PCR were performed in total volumes of 15 μL, including 3 pmol of each primer, 100 μmol of each dNTP, 30 ng genomic DNA, and 1.5 unit TransStart™ FastPfu DNA Polymerase (TransGen Biotech Co. Ltd). The PCR procedure was initial denaturation at 95 °C for 5 min, followed by 35 cycles of 95 °C for 1 min, annealing (55 °C) for 45 s, and extension at 72 °C for 3 min; with a final extension of 72 °C for 10 min. The PCR products were separated by electrophoresis in agarose gels, and the target bands were recovered and cloned into the pEASY-Blunt simple vector (TransGen Biotech Co. Ltd). Twelve positive clones of each accession were sequenced.
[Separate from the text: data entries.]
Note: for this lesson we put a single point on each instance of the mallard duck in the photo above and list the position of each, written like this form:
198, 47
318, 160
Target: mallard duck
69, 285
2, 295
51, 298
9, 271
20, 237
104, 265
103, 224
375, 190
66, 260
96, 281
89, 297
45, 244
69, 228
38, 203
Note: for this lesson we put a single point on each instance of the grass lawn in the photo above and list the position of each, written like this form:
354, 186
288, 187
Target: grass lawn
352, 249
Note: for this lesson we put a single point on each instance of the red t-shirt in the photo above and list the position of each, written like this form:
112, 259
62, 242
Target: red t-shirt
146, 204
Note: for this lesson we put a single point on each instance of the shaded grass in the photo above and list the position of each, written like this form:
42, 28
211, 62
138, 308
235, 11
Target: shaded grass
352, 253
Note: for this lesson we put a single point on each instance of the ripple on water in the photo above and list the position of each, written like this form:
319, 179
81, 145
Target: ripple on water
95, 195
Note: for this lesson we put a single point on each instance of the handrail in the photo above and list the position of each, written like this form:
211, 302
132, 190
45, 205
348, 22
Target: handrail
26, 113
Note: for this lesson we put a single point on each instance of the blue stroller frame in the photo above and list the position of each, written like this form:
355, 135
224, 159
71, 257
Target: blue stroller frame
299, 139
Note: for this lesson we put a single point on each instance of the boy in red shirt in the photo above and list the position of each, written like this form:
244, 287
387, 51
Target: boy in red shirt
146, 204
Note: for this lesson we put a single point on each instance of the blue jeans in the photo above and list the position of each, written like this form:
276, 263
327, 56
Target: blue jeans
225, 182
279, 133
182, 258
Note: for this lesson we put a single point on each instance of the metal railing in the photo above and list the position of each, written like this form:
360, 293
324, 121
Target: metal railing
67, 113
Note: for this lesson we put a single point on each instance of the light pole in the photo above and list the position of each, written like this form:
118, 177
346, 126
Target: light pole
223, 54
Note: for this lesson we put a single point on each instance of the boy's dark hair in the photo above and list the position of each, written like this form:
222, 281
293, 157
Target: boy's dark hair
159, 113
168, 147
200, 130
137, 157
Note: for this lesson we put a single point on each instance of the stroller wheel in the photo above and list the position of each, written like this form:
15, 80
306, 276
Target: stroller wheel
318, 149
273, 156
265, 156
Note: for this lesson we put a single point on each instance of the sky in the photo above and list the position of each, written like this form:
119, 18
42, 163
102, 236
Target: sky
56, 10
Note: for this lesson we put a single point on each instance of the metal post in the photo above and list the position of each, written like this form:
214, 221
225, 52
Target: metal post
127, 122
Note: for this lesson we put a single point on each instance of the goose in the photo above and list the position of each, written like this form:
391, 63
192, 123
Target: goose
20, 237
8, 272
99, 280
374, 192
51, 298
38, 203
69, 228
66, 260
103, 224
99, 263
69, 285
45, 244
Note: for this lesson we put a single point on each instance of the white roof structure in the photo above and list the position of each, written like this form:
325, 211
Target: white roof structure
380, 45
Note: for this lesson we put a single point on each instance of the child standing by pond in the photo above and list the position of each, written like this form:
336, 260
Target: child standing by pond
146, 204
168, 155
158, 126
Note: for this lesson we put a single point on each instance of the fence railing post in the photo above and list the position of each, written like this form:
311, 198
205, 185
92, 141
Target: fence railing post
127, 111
DNA sequencing was performed on a 3730XL DNA Analyzer (ABI) with the following program: initial denaturation at 96 °C for 1 min, 30 cycles of 96 °C for 10 s, 50 °C for 5 s and 60 °C for 4 min. To screen the whole sequence of 6-SFT-A2, both M13 and two pairs of overlapping primers (GH-1: 5′-GCAAAACAGGGGAAAACAG-3′, GH-2: 5′-GGTACCACATGTTCTTC CAG-3′, GH-3: 5′-CGTGTTGAAGGCGAGCA-3′, and GH-4: 5′-GAGAAAGCCTCGCCGTC-3′) were designed for sequence walking. Thus, each clone was divided into six overlapping contigs, which were assembled and extended to one sequence with the SeqMan program, and the 12 clone sequences were aligned and then re-assembled to one or more copies for each accession with the SeqMan and MegAlign program.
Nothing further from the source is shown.